Il Corsara si tinge… di giallo! “Una macchia nel mare”, di Laura Sergi (3)

Care Lettrici e cari Lettori, per voi su “Albenga Corsara” il nuovo atteso racconto giallo a firma Laura Sergi, “Una macchia nel mare”: la prima puntata è stata pubblicata martedì (CLICCA QUI), giovedì la seconda (CLICCA QUI), e oggi con la terza parte che scioglierà l’enigmatico intreccio…

Il suo personale timbro e stile narrativo lo conoscete già bene, perché avete avuto modo di apprezzarlo nei tre precedenti racconti di Laura pubblicati sul giornale: “L’incompiuta” (2014, CLICCA QUI), “Quando la vendetta è dolce come il miele” (2015, CLICCA QUI) e “Magari ora arrivano i giorni felici!” (2016, CLICCA QUI).

Se siete in ferie sotto l’ombrellone, e sarebbe pure in tema, o ancora tutti i giorni sospirate vicino al calendario, questa è dunque certamente un’ottima occasione per “uscire con la testa” dallo stress quotidiano, e magari scoprire l’investigatore che c’è in voi.
In ogni caso, un consiglio: cercate di non avvicinarvi troppo agli scogli… il pericolo è in agguato!

Laura Sergi - UNA MACCHIA NEL MARE

UNA MACCHIA NEL MARE / 3
di Laura Sergi

Quasi sorride, Elma, pensando alla faccia del suo ragazzino, quando gli avevano chiesto se fra le rocce potesse esserci nascosto qualcuno. Poi non sorride più. Si siede, c’è un pensiero che le martella in testa, non le dà tregua. Mino non ha visto nessuno, Mino ha saluto Lisa per ultimo, e suo figlio non c’è tutto, di testa…

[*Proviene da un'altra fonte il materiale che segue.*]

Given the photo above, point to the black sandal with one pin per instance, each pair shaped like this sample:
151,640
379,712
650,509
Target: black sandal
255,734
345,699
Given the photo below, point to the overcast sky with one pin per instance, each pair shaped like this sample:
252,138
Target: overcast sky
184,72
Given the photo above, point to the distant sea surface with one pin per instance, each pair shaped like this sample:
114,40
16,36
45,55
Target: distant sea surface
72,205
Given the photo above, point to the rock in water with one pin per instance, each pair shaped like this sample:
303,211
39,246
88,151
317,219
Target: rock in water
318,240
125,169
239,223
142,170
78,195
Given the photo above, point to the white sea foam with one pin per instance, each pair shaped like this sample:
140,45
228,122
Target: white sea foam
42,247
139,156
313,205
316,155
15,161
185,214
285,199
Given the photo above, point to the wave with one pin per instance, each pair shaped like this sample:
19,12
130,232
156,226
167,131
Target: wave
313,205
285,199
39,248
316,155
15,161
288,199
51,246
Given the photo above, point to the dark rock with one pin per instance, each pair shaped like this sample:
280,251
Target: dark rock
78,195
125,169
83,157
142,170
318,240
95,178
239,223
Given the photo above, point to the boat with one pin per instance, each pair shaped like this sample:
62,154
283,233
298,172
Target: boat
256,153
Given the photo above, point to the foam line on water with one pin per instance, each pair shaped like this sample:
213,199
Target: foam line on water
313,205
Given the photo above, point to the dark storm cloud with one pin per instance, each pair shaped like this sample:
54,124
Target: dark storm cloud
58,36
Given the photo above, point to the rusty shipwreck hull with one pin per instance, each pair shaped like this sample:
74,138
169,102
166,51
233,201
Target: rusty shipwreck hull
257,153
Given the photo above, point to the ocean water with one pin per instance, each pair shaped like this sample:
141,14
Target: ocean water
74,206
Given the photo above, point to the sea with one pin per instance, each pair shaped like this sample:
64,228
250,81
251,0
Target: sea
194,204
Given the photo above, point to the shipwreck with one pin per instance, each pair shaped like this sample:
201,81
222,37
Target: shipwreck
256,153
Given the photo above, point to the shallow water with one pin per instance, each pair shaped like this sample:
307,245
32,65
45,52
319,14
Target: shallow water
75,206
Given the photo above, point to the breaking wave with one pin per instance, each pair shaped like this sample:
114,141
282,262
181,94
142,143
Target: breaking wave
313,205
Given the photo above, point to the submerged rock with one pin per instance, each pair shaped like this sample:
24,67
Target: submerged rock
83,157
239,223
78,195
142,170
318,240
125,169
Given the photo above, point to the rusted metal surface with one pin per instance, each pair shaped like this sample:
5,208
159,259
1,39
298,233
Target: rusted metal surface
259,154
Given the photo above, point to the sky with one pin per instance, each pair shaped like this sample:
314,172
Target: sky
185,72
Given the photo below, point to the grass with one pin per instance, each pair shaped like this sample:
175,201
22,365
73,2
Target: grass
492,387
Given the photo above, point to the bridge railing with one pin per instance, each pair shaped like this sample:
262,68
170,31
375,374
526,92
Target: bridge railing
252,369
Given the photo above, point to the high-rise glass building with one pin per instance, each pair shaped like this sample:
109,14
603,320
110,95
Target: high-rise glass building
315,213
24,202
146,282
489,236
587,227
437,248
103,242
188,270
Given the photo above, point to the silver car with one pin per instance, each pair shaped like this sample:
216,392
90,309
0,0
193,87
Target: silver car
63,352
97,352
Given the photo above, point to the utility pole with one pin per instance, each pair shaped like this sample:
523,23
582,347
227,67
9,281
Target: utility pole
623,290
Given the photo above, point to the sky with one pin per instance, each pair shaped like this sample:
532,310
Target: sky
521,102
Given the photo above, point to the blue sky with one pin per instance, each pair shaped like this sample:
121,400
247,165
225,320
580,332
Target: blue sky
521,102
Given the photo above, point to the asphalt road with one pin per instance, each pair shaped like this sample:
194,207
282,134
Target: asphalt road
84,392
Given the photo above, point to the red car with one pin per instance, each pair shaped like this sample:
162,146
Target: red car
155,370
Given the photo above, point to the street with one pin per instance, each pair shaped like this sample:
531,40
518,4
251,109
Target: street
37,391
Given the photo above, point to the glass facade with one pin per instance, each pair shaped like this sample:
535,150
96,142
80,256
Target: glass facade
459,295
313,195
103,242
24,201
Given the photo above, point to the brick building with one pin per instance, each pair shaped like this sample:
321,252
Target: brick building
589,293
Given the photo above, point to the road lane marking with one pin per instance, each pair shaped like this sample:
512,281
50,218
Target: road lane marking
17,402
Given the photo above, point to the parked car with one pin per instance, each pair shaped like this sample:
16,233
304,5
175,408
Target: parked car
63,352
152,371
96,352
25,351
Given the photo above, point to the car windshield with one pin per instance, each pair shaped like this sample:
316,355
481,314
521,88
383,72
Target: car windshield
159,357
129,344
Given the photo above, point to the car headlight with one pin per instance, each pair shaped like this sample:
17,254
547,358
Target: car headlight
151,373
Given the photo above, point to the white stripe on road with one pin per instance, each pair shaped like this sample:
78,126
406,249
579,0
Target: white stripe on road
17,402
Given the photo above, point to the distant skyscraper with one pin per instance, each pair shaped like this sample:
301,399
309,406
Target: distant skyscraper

‘Ugo, dovrei parlarti!’, gli dice la madre la sera, mentre lui è pronto per uscire, e già ha salutato il fratellino che, nell’altra stanza, guarda la televisione. Ha passato tutto il giorno a dirsi che è pazza e non gli dirà nulla, ma tant’è…

‘Che c’è, mamma?’, domanda.

Silenzio.

‘Dai, mi stai preoccupando!’.

‘È che… quando c’è stato l’incidente di Lisa, lo sai, i poliziotti hanno chiesto a Mino se fosse stato l’ultimo a salutarla, e lui ha detto di sì, e che non c’era nessun altro… Ma io ho un dubbio, un omicidio è un omicidio. Se il mio figliolo si è macchiato di un delitto… io non voglio coprirlo!’. Diventa pallida, quel che non doveva dire l’ha detto.

‘Ma cosa dici? Mino è un ragazzo così buono, cosa ti viene in mente?’, e non si accorge d’aver alzato la voce, perché il ragazzino ha alzato il volume del televisore.

‘Tuo fratello, la scorsa estate, era già aggravato nella sua malattia? Era già così meticoloso?’.

‘Non so…’, risponde Ugo.

‘Lo andavi a prendere a spiaggia: non lo aiutavi mica a sistemare le sue cose nella sacca, vero?’.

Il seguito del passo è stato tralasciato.